Em cima, sobre a mina, estendem-se os edifícios, as oficinas, as usinas da mineração após o trabalho da extração em baixo. O seu material é de 120 pilões californianos, cujo socar põe em roda um estranho e constante ruído ensurdecedor. Há ainda aparelhos para o minério e pessoal, bombas, perfuradores, compressores de ar, movido tudo a força hidráulica hidroelétrica e a vapor. Nas galerias subterrâneas, o minério ou antes a pedra quebrada que o encerra é conduzido por vagonetes de ferro rodando sobre trilhos, puxados por muares, que uma vez descidos aquelas profundezas nunca mais vêem a luz do dia. Nos seus primeiros 52 anos de existência, (ela tem 72) esta mina do Morro Velho produziu 58.314 quilogramas de ouro no valor de 5.125.000 libras esterlinas, e nos últimos cinco anos, de 1901 a 1905, 13.304.042 gramas no valor de 1.419.051 libras esterlinas. E no entanto por cada tonelada de pedra extraída não dá senão 18.300 de minério de ouro. Trabalham nela pouco mais de 2 mil operários, na sua maioria nacionais. Chefes, mestres e contra-mestres são todos ingleses.
Segunda seção da vista geral de Morro Velho. Revista Kósmos, outubro 1907. Fotografia sem nome do autor.
A Companhia mantém não longe da confortabilíssima casa do Diretor, um hospital para os seus operários e suas famílias. Otimamente colocado sobre uma colina, num edifício de um só pavimento todo avarandado, este hospital pode ser modelo no seu gênero, tal é a excelência da sua instalação e a abastança de seus recursos. Dirigem-no dois médicos ingleses. Como a invejável e largamente hospitaleira residência do Diretor, o amável Sr. Chalmers, é esta casa de saúde, cercada de um parque e jardins admiravelmente cuidados, onde naquele momento havia uma luxuriosa profusão de flores, de soberbas rosas sobretudo.

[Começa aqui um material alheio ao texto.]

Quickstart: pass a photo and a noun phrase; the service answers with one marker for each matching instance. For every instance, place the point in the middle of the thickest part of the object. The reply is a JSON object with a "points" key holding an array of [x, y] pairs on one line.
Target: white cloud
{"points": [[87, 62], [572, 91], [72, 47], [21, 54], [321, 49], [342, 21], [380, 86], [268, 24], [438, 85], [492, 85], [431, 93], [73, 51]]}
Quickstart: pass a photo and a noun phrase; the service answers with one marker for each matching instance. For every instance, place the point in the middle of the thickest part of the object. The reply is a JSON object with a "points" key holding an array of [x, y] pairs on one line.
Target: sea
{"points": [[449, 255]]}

Da estação de Honório Bicalho a Morro Velho é uma hora a cavalo, que nós fizemos ao chouto incomodo de burros e bestas. Salvo no vale do fundo do qual surge Vila Nova de Lima, antiga Congonhas do Campo o Morro Velho, este trecho do sertão não tem nenhuma beleza particular. Mas vista dos altos que a rodeiam aquela aldeia tem um singular encanto, e o atravessá-la, pelas suas ruas estreitas, ladeirosas e empredadas de matacães roliços, marginadas de velhas e miseráveis casas baixas, feias, de vila colonial, vos trás não sei que sentimento de melancolia. É o velho Brasil sertanejo, que ainda se demora em desaparecer mas que está evidentemente por pouco.
José Veríssimo
Terceira seção da vista geral de Morro Velho. Revista Kósmos, outubro 1907. Fotografia sem nome do autor.